A Blockchain Association acrescentou que o veredicto não apenas ameaça o software de código aberto, mas também “aplica incorretamente, de forma fundamental, as leis de transmissão de dinheiro”. Segundo o grupo, essa acusação poderia “criminalizar desenvolvedores de navegadores, aplicativos de mensagens ou qualquer software usado de forma indevida por agentes mal-intencionados, ameaçando seriamente a liderança dos Estados Unidos em tecnologia”.
O Solana Policy Institute afirmou que a condenação significa que desenvolvedores podem enfrentar responsabilidade criminal mesmo quando constroem protocolos de código aberto, não custodiais, que abrem mão de controle por meio de contratos inteligentes imutáveis e não têm como impedir mau uso.
De acordo com o grupo, isso representa um “grave equívoco” sobre a tecnologia descentralizada e sobre como ela pode ou deve ser regulamentada.
O que vem a seguir para Storm e para o desenvolvimento de software de código aberto?
Embora o resultado esteja longe do que a indústria de criptomoedas queria, nem tudo está perdido.
Andrew Rossow, advogado de políticas públicas e assuntos jurídicos e diretor da Rossow Law, disse ao Cointelegraph que o veredicto dividido “não é apenas sobre um homem ou um mixer.
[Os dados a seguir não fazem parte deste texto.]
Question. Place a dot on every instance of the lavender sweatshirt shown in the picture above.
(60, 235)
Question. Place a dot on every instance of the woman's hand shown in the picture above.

É um referendo sobre a autonomia individual na era do código aberto”.
Rossow observou que, embora o veredicto “projete uma sombra” sobre a responsabilidade de desenvolvedores, o fato de o júri não ter chegado a um consenso sobre as outras duas acusações “mantém o entendimento de que o código em si não é ‘criminoso’, especialmente em ambientes resistentes à censura e sem permissão”.
A questão sobre “se criadores de softwares neutros devem arcar com responsabilidade criminal por seu mau uso” permanece. Para Rossow, o caso também expõe a atual incapacidade do sistema judiciário de compreender e julgar a tecnologia descentralizada.
Ainda assim, “o silêncio do júri sobre as questões mais difíceis é a abertura para a indústria se manifestar”.
Grupos do setor planejam fazer exatamente isso. O Solana Policy Institute pressiona para que o Congresso aprove o CLARITY Act, que, entre outros pontos, forneceria definições legais e exceções para alguns aspectos da atividade DeFi.
A Blockchain Association afirmou que o governo do presidente dos EUA, Donald Trump, precisa encerrar a “regulação por meio de processos judiciais”, uma referência à expressão mais comum “regulação por meio de fiscalização”, que caracterizou a abordagem de reguladores à cripto sob o ex-presidente Joe Biden.
Também há a possibilidade de apelação. “A luta não acabou”, disse Ji Kim, CEO do Crypto Council for Innovation (CCI). “Uma apelação à Corte de Apelações do Segundo Circuito está por vir. Também é necessária clareza regulatória para definir melhor o conceito de transmissor de dinheiro”, afirmou.
O CCI, outro grupo de lobby da indústria cripto, chamou a apelação de “necessária”, e a Blockchain Association manifestou a mesma posição.
Storm não fez declarações públicas após sua condenação. Ainda não se sabe se ele buscará apelação, e a data de sua sentença ainda não foi definida.
A indústria cripto e seus apoiadores claramente não pretendem aceitar o veredicto passivamente. Um dia após a decisão, a Ethereum Foundation se comprometeu a igualar uma doação de US$ 500 mil para cobrir as despesas jurídicas contínuas de Storm. Hsiao-Wei Wang, co-diretor executivo da fundação, afirmou: “Privacidade é algo normal, e escrever código não é crime.”